In the years since its opening, the Aldrich Museum has become famous as a champion of new talent, and as a place where innovative styles and new modes of artistic expression have occasionally been given their first serious public exposure. As a result, several of its past exhibitions have become recognized as milestones of museum curatorship.
Its two current exhibitions can only strengthen that reputation. The larger is devoted to exploring man's perception of himself through the art of recent years, and the smaller is a 25-year ''mini-retrospective'' of the art of Robert Natkin.

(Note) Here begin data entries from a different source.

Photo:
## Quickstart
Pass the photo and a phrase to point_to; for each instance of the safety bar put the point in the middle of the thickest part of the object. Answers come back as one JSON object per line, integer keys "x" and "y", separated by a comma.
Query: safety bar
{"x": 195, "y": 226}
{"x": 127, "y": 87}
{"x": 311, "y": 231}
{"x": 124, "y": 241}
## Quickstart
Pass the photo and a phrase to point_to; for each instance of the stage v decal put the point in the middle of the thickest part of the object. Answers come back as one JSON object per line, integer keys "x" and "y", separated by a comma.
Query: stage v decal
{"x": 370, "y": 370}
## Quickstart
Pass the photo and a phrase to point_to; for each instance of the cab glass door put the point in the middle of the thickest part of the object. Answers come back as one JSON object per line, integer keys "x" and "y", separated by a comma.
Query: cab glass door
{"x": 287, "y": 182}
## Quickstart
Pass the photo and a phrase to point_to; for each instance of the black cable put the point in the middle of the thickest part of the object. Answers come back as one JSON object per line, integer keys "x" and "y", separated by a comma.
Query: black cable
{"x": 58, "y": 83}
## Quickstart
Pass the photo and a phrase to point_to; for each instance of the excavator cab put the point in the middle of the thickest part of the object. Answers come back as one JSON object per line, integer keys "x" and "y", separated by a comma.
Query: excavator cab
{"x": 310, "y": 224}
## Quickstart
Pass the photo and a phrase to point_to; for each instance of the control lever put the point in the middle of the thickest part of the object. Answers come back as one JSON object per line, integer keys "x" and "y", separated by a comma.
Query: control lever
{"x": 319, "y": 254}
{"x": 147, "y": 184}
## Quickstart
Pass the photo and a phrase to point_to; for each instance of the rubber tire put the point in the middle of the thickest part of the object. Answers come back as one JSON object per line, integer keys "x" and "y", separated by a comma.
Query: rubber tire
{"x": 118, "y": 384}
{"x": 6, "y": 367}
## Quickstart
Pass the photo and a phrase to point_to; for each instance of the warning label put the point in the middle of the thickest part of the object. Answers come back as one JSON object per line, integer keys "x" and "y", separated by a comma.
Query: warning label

''Homo Sapiens: The Many Images'' is an extraordinarily broad and well-chosen in-depth study of figurative art of the past two decades (although it also includes a few older pieces from the 1940s and '50s). The selection is impressive, and so generally inclusive that anyone visiting the exhibit will receive a very good idea of what has been happening in figurative art of late.
He will see, among others, excellent examples by such relative old-timers as Avery, Bacon, De Kooning, Delvaux, Magritte, Marisol, Pearlstein, Tamayo, and Welliver, and by such bushy-tailed newcomers as Baselitz, Chia, Clemente, Fetting, Pench, Salle, and Schnabel. There is also an excellent Andy Warhol ''Portrait of Man Ray,'' and a heartbreakingly frank ''Self Portrait'' by Alice Neel.
The Robert Natkin exhibition is smaller, but was also remarkably well-chosen. It includes examples of his major periods and styles, as well as several smaller drawings and paintings. It's a jewel of a show, in which every piece included serves to round out an affectionately true museum-portrait of one of this country's best lyrical painters.
Both shows will run through Sept. 5. The museum is open to the public Wednesdays, Thursdays, and Fridays from 2 to 4 p.m., and Saturdays and Sundays from 1 to 5 p.m. The address is 258 Main Street, Ridgefield, Conn. 06877.